May. 21st, 2020

feotakahari: (Default)
I'm thinking some more about Worth the Candle, compared to most other fiction with a first-person narrator and dramatic irony.

The typical approach is to have the character clearly observe all the elements, then fail to put them together, e.g. Adrian Mole being told about an illicit love affair, but thinking the speaker just made a grammar error. I always found that excruciating. If the character can't put two and two together, how did they notice all those details in the first place?

Worth the Candle is more subtle. Juniper is uninterested in something, barely notices it, and only mentions it in passing. Then later, someone else calls him out on it and it turns out it was important. It turns out this is also excruciating. How did I not realize what was being implied there? If Juniper didn't notice how he was ruining his relationships, and I didn't notice it either from the clues that were presented, then does that mean I wouldn't notice if I ruined my relationships?
feotakahari: (Default)
Submicroscopic by S.P. Meek was published back in 1931. The main character is a human who falls into a sci-fi setting full of both humans and evil nonhumans. One of the nonhuman races has black skin, and has no intelligence, creativity, or mercy. They can copy devices and tools made by other people, but they can never independently develop something new. Their main motivation is to mindlessly kill and pillage, so they have to be killed first.

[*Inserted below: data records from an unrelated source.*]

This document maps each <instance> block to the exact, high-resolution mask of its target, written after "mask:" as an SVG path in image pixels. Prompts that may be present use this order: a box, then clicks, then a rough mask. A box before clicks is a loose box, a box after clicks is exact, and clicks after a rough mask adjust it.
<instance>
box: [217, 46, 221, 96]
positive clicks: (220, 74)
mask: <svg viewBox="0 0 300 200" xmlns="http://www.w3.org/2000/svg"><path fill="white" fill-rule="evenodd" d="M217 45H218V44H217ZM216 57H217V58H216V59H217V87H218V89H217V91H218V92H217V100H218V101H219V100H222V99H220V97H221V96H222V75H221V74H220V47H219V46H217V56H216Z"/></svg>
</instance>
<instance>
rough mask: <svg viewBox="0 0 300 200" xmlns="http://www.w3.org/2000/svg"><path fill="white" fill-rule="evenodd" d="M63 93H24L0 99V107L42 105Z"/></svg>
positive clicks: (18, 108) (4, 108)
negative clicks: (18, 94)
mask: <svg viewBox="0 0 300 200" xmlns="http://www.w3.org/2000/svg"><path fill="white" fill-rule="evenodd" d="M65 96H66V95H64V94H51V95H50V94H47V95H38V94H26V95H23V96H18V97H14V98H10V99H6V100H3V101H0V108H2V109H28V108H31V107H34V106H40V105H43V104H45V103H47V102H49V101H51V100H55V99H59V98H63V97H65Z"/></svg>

The other evil nonhumans have yellow skin. They’re scientific geniuses, but also merciless imperialists. They can be negotiated with to some extent, but they will never have empathy for human lives. They also need to be killed before they kill humans.

This is clearly an adventure story, and the author isn’t outright saying anything other than “fighting monsters is cool.” At the same time, it’s pretty dang clear what the author is using as a basis for his monsters, and readers who object to that are doing so for an understandable reason.